A pneumatic tire for heavy load generally has a belt radially outwardly arranged on a carcass to reinforce a tread portion. The belt used is usually a crossing belt having multiple layers of which cords alternatively crossed with each other between the layers, or an inclined belt having a single belt layer of which cords are inclined to the tire's circumferential direction.
When such a tire is subjected to inflation pressure, a hoop effect of the belt becomes smaller at a tread shoulder portion than at a tread center portion and thus the amount of a radial growth of the belt at the tread shoulder portion becomes larger than that at the tread center portion. Consequently, the tread shoulder portion of the belt extensionally deforms relatively large in the circumferential direction, which causes a large circumferential strain on the tread rubber. As a result, there is a problem that a separation is apt to occur between the belt and the tread rubber.
Further, pneumatic tires for heavy load recently tend to have lower profiles in response to increasing demands for lowering a vehicle floor and making a drive shaft or a trailer shaft to be single wheeled instead of traditional dual wheeled. When such a low-profile tire, especially a tire having an aspect ratio of 70% or less is subjected to inflation pressure, the amount of the radial growth tends to further increase at the shoulder portion.

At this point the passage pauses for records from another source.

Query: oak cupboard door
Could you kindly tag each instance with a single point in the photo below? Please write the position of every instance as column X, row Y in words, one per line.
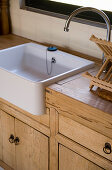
column 69, row 160
column 32, row 150
column 8, row 153
column 0, row 137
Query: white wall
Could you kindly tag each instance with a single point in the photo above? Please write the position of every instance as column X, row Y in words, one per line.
column 49, row 29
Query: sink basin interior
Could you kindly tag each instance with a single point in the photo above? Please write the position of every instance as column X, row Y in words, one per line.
column 24, row 74
column 29, row 62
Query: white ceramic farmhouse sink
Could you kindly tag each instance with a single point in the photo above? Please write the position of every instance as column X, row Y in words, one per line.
column 23, row 74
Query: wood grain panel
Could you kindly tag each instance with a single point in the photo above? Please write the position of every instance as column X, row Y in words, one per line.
column 69, row 160
column 0, row 137
column 32, row 151
column 8, row 148
column 85, row 136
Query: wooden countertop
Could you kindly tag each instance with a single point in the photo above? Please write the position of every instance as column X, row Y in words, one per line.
column 75, row 87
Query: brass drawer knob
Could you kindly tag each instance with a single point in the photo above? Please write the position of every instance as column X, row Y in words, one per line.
column 107, row 148
column 16, row 141
column 11, row 138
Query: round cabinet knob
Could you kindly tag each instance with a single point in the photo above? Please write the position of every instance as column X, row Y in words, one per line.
column 107, row 148
column 11, row 138
column 16, row 141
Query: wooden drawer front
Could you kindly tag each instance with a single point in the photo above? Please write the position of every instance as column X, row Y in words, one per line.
column 84, row 136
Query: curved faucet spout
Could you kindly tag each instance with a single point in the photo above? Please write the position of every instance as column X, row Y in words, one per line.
column 101, row 13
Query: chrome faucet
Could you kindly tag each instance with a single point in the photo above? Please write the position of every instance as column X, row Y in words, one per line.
column 101, row 13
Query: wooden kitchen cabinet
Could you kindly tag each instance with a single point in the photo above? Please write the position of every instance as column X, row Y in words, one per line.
column 69, row 160
column 0, row 138
column 28, row 150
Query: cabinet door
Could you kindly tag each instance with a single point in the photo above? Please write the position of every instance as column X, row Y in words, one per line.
column 32, row 150
column 7, row 127
column 69, row 160
column 0, row 137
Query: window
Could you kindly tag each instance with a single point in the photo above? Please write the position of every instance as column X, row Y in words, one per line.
column 61, row 8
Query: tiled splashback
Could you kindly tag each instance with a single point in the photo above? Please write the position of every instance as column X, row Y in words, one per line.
column 49, row 29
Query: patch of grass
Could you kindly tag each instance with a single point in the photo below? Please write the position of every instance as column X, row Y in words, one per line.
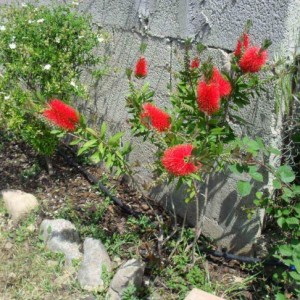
column 27, row 270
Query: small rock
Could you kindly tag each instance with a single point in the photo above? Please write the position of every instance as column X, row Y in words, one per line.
column 18, row 203
column 52, row 263
column 94, row 259
column 196, row 294
column 30, row 228
column 61, row 236
column 8, row 246
column 130, row 273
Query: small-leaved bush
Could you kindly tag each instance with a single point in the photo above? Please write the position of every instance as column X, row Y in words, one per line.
column 43, row 52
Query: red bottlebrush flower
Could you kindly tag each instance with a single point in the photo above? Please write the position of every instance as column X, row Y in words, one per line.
column 242, row 45
column 224, row 85
column 141, row 68
column 177, row 160
column 208, row 97
column 253, row 60
column 62, row 115
column 155, row 117
column 195, row 63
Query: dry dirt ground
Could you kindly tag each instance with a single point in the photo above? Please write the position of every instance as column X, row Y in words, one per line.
column 28, row 271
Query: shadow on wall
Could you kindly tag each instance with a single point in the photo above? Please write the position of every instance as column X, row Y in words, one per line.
column 225, row 221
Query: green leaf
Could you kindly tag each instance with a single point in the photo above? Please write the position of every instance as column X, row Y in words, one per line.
column 292, row 221
column 281, row 222
column 92, row 131
column 295, row 275
column 75, row 142
column 244, row 188
column 285, row 250
column 274, row 151
column 86, row 146
column 95, row 158
column 115, row 139
column 257, row 176
column 280, row 297
column 103, row 130
column 286, row 174
column 276, row 184
column 236, row 169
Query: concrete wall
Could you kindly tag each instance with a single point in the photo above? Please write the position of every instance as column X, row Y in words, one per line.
column 163, row 25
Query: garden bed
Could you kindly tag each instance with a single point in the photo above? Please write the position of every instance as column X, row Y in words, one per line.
column 67, row 194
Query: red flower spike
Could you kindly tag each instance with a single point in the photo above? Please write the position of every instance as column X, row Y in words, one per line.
column 141, row 68
column 208, row 97
column 224, row 85
column 62, row 115
column 253, row 60
column 195, row 63
column 176, row 160
column 155, row 117
column 242, row 45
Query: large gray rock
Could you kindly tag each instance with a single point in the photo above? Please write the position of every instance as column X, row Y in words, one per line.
column 131, row 273
column 61, row 236
column 95, row 258
column 196, row 294
column 18, row 203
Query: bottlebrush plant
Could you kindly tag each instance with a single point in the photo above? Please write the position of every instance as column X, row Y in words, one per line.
column 43, row 52
column 192, row 137
column 194, row 140
column 97, row 145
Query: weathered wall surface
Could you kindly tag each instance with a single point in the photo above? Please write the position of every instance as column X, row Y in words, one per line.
column 163, row 25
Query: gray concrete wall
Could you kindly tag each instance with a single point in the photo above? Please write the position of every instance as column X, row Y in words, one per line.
column 163, row 25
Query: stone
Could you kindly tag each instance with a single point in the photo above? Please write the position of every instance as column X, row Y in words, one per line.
column 18, row 203
column 131, row 273
column 95, row 258
column 196, row 294
column 61, row 236
column 163, row 25
column 8, row 246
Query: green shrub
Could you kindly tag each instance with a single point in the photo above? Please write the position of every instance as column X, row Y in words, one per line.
column 43, row 52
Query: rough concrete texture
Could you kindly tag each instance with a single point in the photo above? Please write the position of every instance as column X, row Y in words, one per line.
column 131, row 273
column 196, row 294
column 18, row 203
column 95, row 258
column 163, row 25
column 61, row 236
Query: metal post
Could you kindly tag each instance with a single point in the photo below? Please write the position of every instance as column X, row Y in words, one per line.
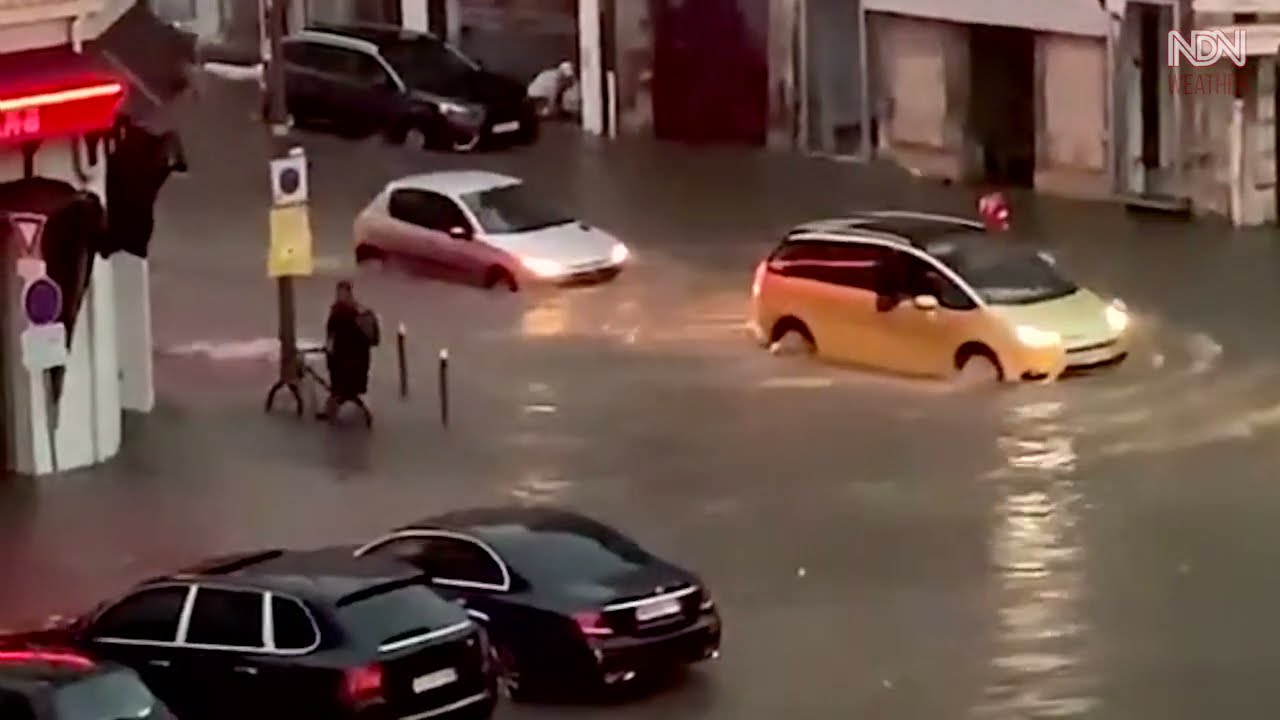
column 864, row 81
column 401, row 360
column 274, row 13
column 443, row 377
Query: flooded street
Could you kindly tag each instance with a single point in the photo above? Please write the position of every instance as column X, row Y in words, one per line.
column 880, row 547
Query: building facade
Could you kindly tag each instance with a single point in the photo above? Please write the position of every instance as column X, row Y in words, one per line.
column 995, row 91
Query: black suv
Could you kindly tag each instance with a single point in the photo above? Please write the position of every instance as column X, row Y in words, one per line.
column 408, row 86
column 45, row 683
column 296, row 634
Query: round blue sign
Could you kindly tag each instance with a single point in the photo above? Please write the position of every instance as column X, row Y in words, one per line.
column 42, row 300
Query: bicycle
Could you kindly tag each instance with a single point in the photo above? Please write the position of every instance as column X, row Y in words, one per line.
column 309, row 377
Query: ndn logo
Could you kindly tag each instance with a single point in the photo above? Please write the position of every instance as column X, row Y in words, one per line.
column 1205, row 48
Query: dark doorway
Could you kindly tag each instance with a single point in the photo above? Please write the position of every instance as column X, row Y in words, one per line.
column 711, row 71
column 1002, row 103
column 435, row 21
column 1150, row 74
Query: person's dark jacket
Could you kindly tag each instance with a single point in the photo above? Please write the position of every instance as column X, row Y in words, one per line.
column 350, row 349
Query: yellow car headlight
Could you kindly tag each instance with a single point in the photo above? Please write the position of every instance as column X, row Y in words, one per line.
column 543, row 268
column 1118, row 317
column 1032, row 336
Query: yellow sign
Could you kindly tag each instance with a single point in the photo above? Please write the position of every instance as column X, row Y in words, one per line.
column 291, row 242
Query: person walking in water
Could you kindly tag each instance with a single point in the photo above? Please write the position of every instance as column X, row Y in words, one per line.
column 351, row 333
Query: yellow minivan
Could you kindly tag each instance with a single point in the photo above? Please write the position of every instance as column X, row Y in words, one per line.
column 932, row 296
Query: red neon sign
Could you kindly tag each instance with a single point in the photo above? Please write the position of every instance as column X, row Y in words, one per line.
column 56, row 113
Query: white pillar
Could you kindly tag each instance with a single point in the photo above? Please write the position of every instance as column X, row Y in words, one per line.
column 414, row 16
column 592, row 72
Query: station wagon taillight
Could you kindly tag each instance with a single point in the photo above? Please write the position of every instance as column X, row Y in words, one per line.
column 362, row 686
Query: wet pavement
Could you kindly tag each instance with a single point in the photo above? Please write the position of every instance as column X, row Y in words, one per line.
column 1101, row 547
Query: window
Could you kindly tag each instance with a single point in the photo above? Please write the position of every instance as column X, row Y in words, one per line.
column 425, row 209
column 577, row 555
column 403, row 610
column 429, row 64
column 146, row 615
column 918, row 277
column 406, row 550
column 113, row 695
column 449, row 559
column 227, row 618
column 511, row 209
column 293, row 627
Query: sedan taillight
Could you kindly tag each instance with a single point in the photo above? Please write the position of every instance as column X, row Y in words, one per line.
column 592, row 624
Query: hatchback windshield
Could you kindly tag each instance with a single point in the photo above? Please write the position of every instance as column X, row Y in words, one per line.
column 106, row 697
column 571, row 556
column 401, row 611
column 1002, row 274
column 511, row 209
column 429, row 64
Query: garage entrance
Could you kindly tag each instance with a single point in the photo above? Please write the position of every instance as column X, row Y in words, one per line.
column 1002, row 104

JP 2-208101A describes that a reinforcement layer containing meandering cords extending along the circumference direction in a wavy or zigzag shape is provided radially outwardly or inwardly on the belt or between the belt layers as a means for suppressing the radial growth of the belt at the tread shoulder portion, and it has been used up to now. This can suppress the radial growth of the belt at the tread shoulder portion, thereby improving the durability of the tread shoulder portion.
For the tires having such a configuration, it has been considered that the transversal stiffness is not necessarily reinforced during the inner pressure being applied, since a load of the circumferential tensile force is large while a load of the transversal tensile force is small during the inner pressure being applied. However, if an input such as a projection is penetrated, the tire is easily bent and pulled in the transversal direction due to its small transversal tensile stiffness, so that carcass cords, which are transversal members, are subjected to larger input forces. For example, when the tire receives a projection input caused by passing over a stone during running on the road, the tire tends to deform more in the transversal direction than in the circumferential direction as compared with the ordinal tire.
The term “projection input” herein refers to a radially inward force acting on the tread surface when a pneumatic tire runs on the road and passes over, for example, a stone.
When the tire having such a tendency runs while repeatedly incurring the projection input, the carcass which mainly contributes the transversal stiffness breaks prior to the belt which mainly contributes the circumferential stiffness. A problem is that the tire gets blowout and/or tread burst much easier in the case where the carcass breaks first than in the case where the belt breaks first.
Further, a demand for improving transport efficiency in the modern market needs enhancements of speed and load capacity of the vehicle. From this viewpoint also, the durability of the carcass may become problematic.
In this connection, it is recently noticed that, in order to improve the durability of the carcass against the projection input, the transversal stiffness of the tread portion may be enhanced to suppress the transversal deformation occurring at the time of receiving the projection input, thereby decreasing the input force per one cord in the carcass.
JP 2002-514538A, for example, describes a tire in which an additional ply having substantially radially arranged reinforcement elements of non-extensible metal is provided between belt layers. The tire, however, is provided with the transversal reinforcement layer between the belt layers, so that the effect of reinforcing the carcass is not sufficient. JP 4-356203A describes a tire comprising belt layers among which the inner most belt layer in the tire's radial direction is dividedly arranged with spacing the central region to form a split configuration, and a reinforcement layer in which radial cords are embedded, the reinforcement layer being arranged inside these belt layers in the tire's radial direction and along the carcass. The tire, however, has no reinforcement around the tire's equatorial plane at which largest deformation is observed at the time of receiving the projection input, so its durability is not sufficient. JP 2002-192910A describes a tire in which transversal reinforcement layers having cords extending at 50 to 90 degrees with respect to the tire's circumferential direction are arranged between a carcass and a belt and between the shoulder portion and the tire's equatorial plane. The object of the tire, however, is not an improvement of the durability, but an improvement of the drivability. In addition, the tire has no reinforcement around the tire's equatorial plane at which largest deformation is observed at the time of receiving the projection input, so its durability is not sufficient. Furthermore, in the tire for heavy load having such a belt configuration, the above-mentioned projection input is easily transmitted to the carcass and thus the ply cords are readily broken, which is problematic.
As a measure for enhancing a transversal stiffness of a tread portion, enlarging the diameter of carcass ply cords and increasing the number of carcass ply cords embedded in the carcass may be recited by way of example. However, these measures involve a demerit of increasing the weight of the whole tire, and a stepwise transition of the stiffness occurring at a rolled-up end of the carcass becomes greater, which involves another demerit of decreasing the durability at the rolled-up end of the carcass.